Le tribunal d’Aix-en-Provence a examiné ce lundi une affaire ayant profondément marqué les responsables d’une ferme pédagogique des Bouches-du-Rhône.

Un jeune homme de 19 ans comparaissait pour des faits concernant plusieurs animaux du refuge. À l’issue de l’audience, la justice a rendu sa décision après plusieurs heures de débats.
Le tribunal d’Aix-en-Provence s’est penché sur un dossier concernant des faits survenus entre février et avril au sein de la ferme pédagogique « Un moment », située aux Pennes-Mirabeau, près de Marseille.
Le prévenu, un jeune homme de 19 ans originaire d’Afghanistan, était poursuivi pour des actes commis sur plusieurs animaux hébergés dans la structure. L’affaire a suscité une vive émotion parmi les responsables de l’association et les bénévoles qui œuvrent quotidiennement à la protection et au bien-être des animaux recueillis.
À la barre, Cassandra Sortino, fondatrice du refuge, a évoqué les conséquences de cette affaire sur l’équipe. Elle a expliqué que l’objectif de la structure avait toujours été d’offrir un environnement sûr aux animaux, et que les événements survenus avaient profondément affecté les personnes impliquées.
Une enquête déclenchée après plusieurs signalements

Les premiers éléments ayant attiré l’attention des responsables remontent au mois de février. Des anomalies constatées sur certains animaux ont conduit l’association à effectuer plusieurs signalements auprès des autorités compétentes.
Face à la répétition des incidents, un dispositif de surveillance a été installé afin de mieux comprendre l’origine des faits observés. Les investigations se sont ensuite poursuivies avec l’intervention des services d’enquête.
Selon les éléments présentés à l’audience, plusieurs constatations techniques et analyses ont été réalisées au cours de la procédure.

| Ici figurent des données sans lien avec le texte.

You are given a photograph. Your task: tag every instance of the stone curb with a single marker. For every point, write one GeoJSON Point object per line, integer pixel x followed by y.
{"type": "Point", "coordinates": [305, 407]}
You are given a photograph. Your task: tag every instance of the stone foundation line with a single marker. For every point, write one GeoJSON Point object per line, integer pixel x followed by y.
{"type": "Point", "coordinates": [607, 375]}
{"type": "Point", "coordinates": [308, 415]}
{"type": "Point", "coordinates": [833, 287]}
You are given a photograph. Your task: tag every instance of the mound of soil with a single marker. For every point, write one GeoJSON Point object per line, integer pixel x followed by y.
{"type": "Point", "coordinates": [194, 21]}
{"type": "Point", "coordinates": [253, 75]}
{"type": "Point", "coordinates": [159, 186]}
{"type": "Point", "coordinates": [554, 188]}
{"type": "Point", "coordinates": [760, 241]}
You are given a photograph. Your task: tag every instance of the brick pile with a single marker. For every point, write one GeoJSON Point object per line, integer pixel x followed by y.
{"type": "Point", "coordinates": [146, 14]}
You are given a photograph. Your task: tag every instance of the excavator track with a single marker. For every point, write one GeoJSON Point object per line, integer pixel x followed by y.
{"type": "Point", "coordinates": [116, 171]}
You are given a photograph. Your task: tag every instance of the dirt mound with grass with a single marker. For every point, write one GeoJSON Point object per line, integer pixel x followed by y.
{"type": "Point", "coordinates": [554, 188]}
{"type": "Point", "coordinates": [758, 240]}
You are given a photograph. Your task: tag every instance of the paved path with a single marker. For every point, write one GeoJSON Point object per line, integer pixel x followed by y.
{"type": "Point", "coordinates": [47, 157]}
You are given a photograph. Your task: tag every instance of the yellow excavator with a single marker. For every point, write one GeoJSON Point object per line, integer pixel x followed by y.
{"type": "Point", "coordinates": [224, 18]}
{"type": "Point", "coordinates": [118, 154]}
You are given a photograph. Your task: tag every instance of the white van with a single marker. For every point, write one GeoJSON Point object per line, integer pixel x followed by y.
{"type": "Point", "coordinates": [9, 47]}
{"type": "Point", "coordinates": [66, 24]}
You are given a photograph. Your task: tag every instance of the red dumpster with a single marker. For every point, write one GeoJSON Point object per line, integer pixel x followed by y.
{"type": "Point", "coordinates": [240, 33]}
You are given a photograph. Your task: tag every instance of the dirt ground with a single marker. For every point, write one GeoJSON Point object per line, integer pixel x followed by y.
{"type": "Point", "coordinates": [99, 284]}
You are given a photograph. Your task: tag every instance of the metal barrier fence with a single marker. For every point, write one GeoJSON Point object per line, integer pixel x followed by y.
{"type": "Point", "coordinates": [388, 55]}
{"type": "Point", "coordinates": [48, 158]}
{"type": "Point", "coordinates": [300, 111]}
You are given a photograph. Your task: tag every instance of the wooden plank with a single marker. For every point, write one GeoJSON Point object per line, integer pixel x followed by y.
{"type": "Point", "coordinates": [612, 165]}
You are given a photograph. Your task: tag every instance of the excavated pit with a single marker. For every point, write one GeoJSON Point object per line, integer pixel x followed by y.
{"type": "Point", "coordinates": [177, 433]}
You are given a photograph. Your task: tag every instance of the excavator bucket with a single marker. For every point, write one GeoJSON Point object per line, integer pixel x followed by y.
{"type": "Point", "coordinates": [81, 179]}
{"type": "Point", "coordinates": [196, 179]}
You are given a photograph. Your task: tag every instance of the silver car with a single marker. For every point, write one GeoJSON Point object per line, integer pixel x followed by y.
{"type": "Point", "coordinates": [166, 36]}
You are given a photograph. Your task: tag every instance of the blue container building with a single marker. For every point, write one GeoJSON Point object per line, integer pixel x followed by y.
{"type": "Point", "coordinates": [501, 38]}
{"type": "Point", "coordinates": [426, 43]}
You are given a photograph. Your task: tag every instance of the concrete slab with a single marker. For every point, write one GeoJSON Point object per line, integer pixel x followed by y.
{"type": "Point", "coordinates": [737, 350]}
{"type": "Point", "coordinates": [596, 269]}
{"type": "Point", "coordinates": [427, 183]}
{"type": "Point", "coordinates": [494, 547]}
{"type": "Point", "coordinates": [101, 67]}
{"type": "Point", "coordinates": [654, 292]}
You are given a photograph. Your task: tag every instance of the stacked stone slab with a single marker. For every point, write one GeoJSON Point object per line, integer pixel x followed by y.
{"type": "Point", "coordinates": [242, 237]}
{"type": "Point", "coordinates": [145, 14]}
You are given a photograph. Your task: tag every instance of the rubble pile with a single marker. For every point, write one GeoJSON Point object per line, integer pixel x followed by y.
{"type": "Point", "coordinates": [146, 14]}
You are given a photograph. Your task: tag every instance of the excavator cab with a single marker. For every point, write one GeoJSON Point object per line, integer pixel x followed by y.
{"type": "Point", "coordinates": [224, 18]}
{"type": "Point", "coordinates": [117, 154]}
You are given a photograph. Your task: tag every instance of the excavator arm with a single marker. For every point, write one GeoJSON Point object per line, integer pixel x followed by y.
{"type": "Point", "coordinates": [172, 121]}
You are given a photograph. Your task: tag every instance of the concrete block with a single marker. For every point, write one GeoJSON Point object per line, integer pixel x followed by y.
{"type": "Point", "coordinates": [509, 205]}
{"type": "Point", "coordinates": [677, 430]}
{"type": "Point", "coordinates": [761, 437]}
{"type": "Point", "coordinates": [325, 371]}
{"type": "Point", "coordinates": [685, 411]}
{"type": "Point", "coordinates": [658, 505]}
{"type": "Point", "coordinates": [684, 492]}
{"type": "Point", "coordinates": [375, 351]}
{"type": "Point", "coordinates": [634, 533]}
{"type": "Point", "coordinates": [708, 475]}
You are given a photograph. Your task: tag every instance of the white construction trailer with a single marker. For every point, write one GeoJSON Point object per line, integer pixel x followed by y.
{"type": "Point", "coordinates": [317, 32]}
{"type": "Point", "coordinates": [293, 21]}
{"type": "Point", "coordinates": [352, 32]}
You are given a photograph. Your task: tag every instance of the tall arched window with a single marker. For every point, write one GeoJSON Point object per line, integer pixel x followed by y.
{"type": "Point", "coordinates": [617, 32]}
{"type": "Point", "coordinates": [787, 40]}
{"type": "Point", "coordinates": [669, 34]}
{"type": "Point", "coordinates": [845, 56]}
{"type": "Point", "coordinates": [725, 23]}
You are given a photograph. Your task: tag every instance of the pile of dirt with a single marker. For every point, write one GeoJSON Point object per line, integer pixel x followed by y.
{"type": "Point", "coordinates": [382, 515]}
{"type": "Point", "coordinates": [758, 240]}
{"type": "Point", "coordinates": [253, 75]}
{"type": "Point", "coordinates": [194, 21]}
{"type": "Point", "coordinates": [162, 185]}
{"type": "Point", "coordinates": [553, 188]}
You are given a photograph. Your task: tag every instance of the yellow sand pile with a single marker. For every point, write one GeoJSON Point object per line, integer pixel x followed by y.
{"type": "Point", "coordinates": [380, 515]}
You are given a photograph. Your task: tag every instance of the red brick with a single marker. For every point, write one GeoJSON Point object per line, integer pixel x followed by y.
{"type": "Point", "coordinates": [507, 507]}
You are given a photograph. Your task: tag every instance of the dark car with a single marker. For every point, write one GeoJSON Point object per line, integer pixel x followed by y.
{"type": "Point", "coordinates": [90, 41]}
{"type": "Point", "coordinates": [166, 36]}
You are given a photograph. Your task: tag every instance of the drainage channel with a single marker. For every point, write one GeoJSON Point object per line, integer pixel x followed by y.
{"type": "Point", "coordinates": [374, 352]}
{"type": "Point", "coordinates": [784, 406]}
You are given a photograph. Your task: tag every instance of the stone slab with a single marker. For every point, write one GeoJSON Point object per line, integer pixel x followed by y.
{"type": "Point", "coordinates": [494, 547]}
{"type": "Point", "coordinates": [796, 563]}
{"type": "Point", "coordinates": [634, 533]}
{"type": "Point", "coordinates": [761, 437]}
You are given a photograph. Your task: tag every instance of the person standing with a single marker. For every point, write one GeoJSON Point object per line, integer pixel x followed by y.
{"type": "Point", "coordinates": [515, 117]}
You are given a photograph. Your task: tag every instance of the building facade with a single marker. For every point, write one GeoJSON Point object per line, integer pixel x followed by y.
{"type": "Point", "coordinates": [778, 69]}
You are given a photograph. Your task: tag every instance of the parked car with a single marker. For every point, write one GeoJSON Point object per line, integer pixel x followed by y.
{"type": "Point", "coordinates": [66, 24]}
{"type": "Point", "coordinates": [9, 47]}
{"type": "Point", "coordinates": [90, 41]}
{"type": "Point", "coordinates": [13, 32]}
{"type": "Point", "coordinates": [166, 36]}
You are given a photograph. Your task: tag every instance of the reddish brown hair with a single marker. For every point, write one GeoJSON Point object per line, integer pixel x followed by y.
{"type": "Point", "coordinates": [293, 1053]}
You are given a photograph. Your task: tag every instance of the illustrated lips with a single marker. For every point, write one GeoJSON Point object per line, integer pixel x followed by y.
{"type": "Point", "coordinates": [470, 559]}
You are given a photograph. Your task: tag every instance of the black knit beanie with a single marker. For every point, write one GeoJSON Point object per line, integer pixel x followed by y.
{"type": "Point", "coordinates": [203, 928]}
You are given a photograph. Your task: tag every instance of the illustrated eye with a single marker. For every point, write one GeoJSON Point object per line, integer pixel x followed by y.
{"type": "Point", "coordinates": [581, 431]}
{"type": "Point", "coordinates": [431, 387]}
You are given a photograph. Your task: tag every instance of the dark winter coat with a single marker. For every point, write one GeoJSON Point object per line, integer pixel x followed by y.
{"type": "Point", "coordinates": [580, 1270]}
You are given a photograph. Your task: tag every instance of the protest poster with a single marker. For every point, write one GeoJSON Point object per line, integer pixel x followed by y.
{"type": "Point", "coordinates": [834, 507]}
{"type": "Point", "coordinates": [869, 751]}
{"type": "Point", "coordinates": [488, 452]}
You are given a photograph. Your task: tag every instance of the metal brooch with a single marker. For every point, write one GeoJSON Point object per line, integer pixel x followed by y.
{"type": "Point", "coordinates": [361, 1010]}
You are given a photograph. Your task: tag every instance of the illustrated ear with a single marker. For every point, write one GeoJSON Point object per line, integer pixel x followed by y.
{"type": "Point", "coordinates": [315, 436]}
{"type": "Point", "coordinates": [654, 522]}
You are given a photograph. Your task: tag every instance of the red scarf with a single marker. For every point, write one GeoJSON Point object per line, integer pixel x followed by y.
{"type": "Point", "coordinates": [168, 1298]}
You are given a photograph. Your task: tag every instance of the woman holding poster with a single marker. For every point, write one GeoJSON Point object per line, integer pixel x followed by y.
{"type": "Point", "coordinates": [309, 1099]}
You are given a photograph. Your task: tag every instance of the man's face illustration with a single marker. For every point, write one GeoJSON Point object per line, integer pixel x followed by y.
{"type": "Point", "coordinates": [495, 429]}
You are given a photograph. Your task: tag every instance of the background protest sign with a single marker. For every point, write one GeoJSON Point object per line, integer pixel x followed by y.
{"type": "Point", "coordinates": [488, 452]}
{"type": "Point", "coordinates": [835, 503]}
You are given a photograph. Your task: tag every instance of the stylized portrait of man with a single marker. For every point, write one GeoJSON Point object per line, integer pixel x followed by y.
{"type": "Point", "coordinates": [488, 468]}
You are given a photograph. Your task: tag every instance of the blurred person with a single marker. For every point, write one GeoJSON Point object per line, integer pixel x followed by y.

Ces vérifications ont contribué à l’identification du suspect et à son interpellation au début du mois d’avril.
Un prévenu qui conteste les accusations

Au cours de l’audience, le jeune homme a contesté les faits qui lui étaient reprochés, répondant aux questions des magistrats par l’intermédiaire d’un interprète.
Installé en France depuis la fin de l’année 2025, il a évoqué son parcours personnel et les difficultés rencontrées avant son arrivée sur le territoire. Les échanges ont parfois été compliqués en raison des questions de traduction et des divergences entre les déclarations du prévenu et les éléments du dossier.
L’expertise réalisée dans le cadre de la procédure a également été évoquée durant les débats. Les différentes parties ont confronté leurs arguments afin d’éclairer le tribunal sur les circonstances de l’affaire.
Une condamnation prononcée par le tribunal
Après délibération, le tribunal a reconnu le prévenu coupable des faits retenus à son encontre, requalifiés au cours de la procédure. Il a été condamné à une peine de trente mois d’emprisonnement avec maintien en détention.
La juridiction a également prononcé une interdiction définitive du territoire français ainsi qu’une inscription au fichier des auteurs d’infractions concernées par ce type de procédure.